Quand le temps devient un lien au vivant

Il existe des lignes de temps multiples.

Des temps qui accélèrent.
Des temps qui suspendent.
Des temps qui s’étirent.
Des temps qui émergent.

Le temps de l’accordance ne cherche pas à produire un résultat.
Il cherche une relation.

Rien ne se force.
Rien ne s’impose.
Rien ne se précipite sans perte.

Dans ce temps-là, l’apprentissage ne progresse pas seulement.
Il se reconfigure.

Nous avons confondu apprendre et produire.

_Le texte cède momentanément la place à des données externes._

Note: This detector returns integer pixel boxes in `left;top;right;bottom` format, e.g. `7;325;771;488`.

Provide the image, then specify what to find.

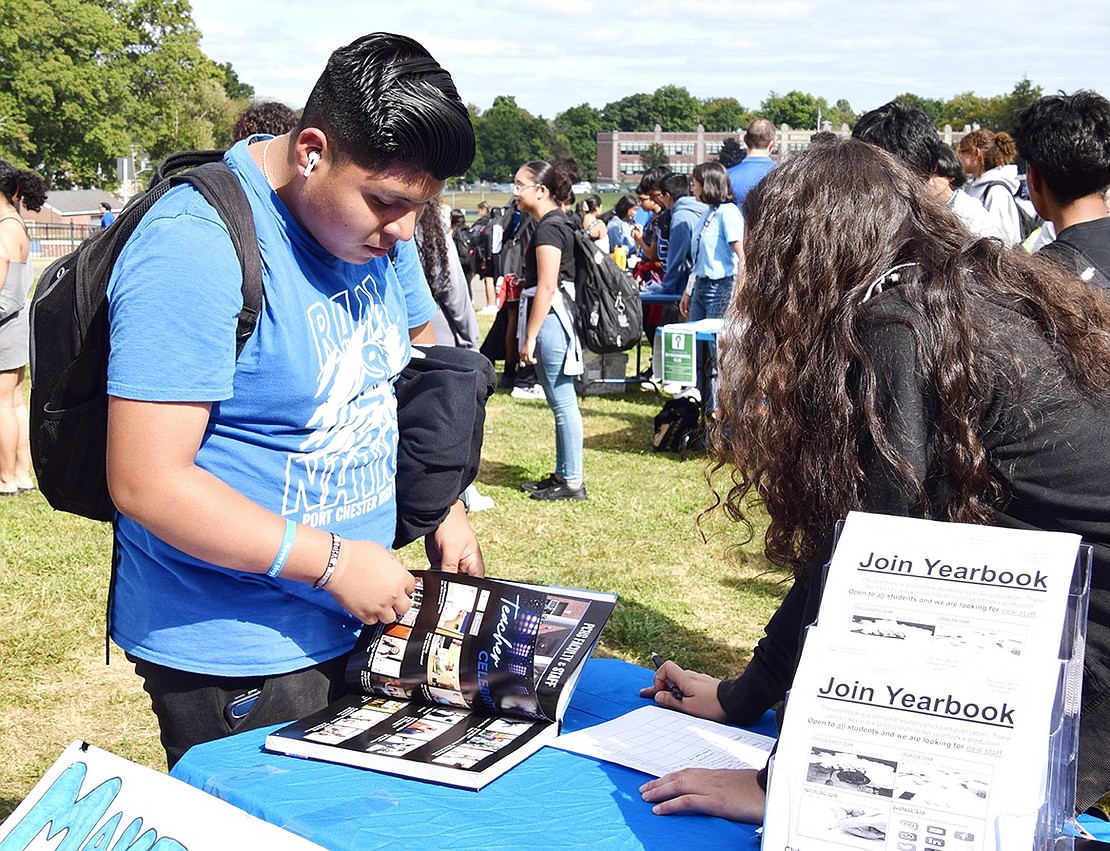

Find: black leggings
127;654;346;769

Apprendre ne produit rien.
Il transforme un rapport au monde.

Le vivant ne suit pas une logique de progrès permanent.

Il hésite.
Il revient.
Il se défait.
Il recommence.

Le temps de l’accordance apparaît quand le contrôle cesse d’être premier.
Quand le corps cesse d’anticiper.
Quand il cesse de presser ce qui vient.

Alors quelque chose devient possible.

Non pas parce qu’on agit davantage.
Mais parce qu’on entre autrement en relation.

Le temps de l’accordance ne s’impose pas.
Il ne se force pas.
Il se rencontre.

Il apparaît dans cet espace rare où rien n’est imposé.

Dans cet espace, le temps cesse d’être une contrainte.

Il devient un lien au vivant.

Et dans ce lien, l’enfant n’est ni en retard ni en avance.

Il est relation.

Et dans cette relation, l’enfant devient monde.